Havers soltó un silbido flojo.
– Estoy impresionada -dijo-, y me parece que podremos averiguar cómo entran estas cosas en el país.
– No será una gran proeza entrarlas clandestinamente en el Reino Unido -asintió St. James-. No es lo que parece.
– Y de ahí al mercado negro -dijo Lynley-. Bien hecho, Simón. Gracias. Avances. Me siento razonablemente animado. -Pero no podemos darle esto a Hillier -señaló Havers-. Lo sacará en Alerta criminal. O se lo entregará a la prensa antes de que puedas reaccionar. No se lo tome literalmente, señor -se apresuró a decir.
– Y ya me gustaría decírselo -dijo Lynley-; aunque normalmente prefiero algo un poco más sutil.
– Entonces, puede que nuestro plan tenga una pega. -Helen habló desde la mesa donde ella y Deborah estaban hojeando revistas. Levantó una y Lynley vio que mostraba ropa para bebés y niños pequeños-. Tengo que decir que no es nada sutil -dijo-. Deborah me ha sugerido una solución, Tommy, para el problema del bautizo.
– Ah. Eso.
– Sí. Ah, eso. ¿Te la contamos? ¿O espero a después? Podrías tomártelo como un descanso de las realidades desalentadoras del caso, si quieres.
– Y ¿cambiarlas por las realidades desalentadoras de nuestras familias? -preguntó Lynley-. Eso sí que es divertido.
– No te burles -dijo Helen-. Francamente, yo bautizaría a nuestro Jasper Félix vestido con un paño de cocina si de mí dependiera. Pero, como no es así, porque se me echarían encima doscientos cincuenta años de historia de los Lynley, he querido llegar a un arreglo que satisfará a todos.
– Lo cual es poco probable que suceda si tu hermana Iris alinea al resto de las chicas en su bando a favor de la historia familiar de los Clyde -dijo Lynley.
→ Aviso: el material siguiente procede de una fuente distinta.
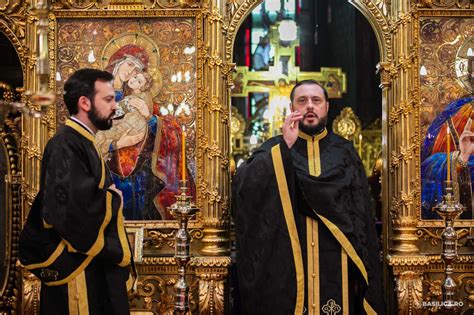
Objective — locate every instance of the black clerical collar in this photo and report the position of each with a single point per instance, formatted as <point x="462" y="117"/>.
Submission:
<point x="318" y="136"/>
– Bueno, sí, por supuesto, Iris intimida bastante cuando se le mete algo entre ceja y ceja, ¿verdad? Precisamente de eso hablábamos Deborah y yo cuando me ha sugerido la cosa más obvia del mundo.
– ¿Puedo preguntar qué es? -Lynley miró a Deborah.
– Ropa nueva -dijo.
– Pero no sólo ropa nueva -añadió Helen-, y no el vestidito, la mantita, el chal, o lo que sea, típicos. Mi idea consiste en conseguir algo que anuncie que estamos instaurando una tradición nueva, tú y yo. Así que, naturalmente, eso va a suponer un esfuerzo un poco mayor. No cogeremos lo primero que veamos en Peter Jones y ya está.
– Vaya, lo pasarás fatal, cielo -dijo Lynley.
– Está siendo sarcástico -dijo Helen al resto, y luego, a Lynley-: Te das cuenta de que es la respuesta, ¿verdad? Algo nuevo, algo distinto, algo que podamos pasar a nuestros hijos, o, al menos, decir que vamos a pasarles, para que ellos también puedan usarlo. Y sabes que lo que estamos buscando está ahí lucra. Deborah se ha ofrecido a ayudarme a encontrarlo.
– Gracias -le dijo Lynley a Deborah.
– ¿Te gusta la idea? -le preguntó.
– Me gusta cualquier cosa que nos pueda llevar a la paz -contestó-, aunque tan sólo sea de forma momentánea. Ahora, si pudiéramos resolver…
Le sonó el móvil. Mientras metía la mano en el bolsillo superior del abrigo para cogerlo, el teléfono de Havers también sonó.
Los demás se quedaron mirándolos mientras, desde New Scotland Yard, Lynley y Havers recibían la información simultáneamente. No eran buenas noticias: en Queen's Word, en el norte de Londres, alguien había encontrado otro cuerpo.
Capítulo 16
Helen bajó al coche con ellos. Retuvo a Lynley.
– Tommy, cariño, escúchame, por favor -le dijo antes de que se subiera. Miró hacia Havers, que ya estaba abrochándose el cinturón del asiento del pasajero y luego le dijo en voz baja a Lynley-: Lo resolverás, Tommy. Por favor, no seas tan duro contigo mismo.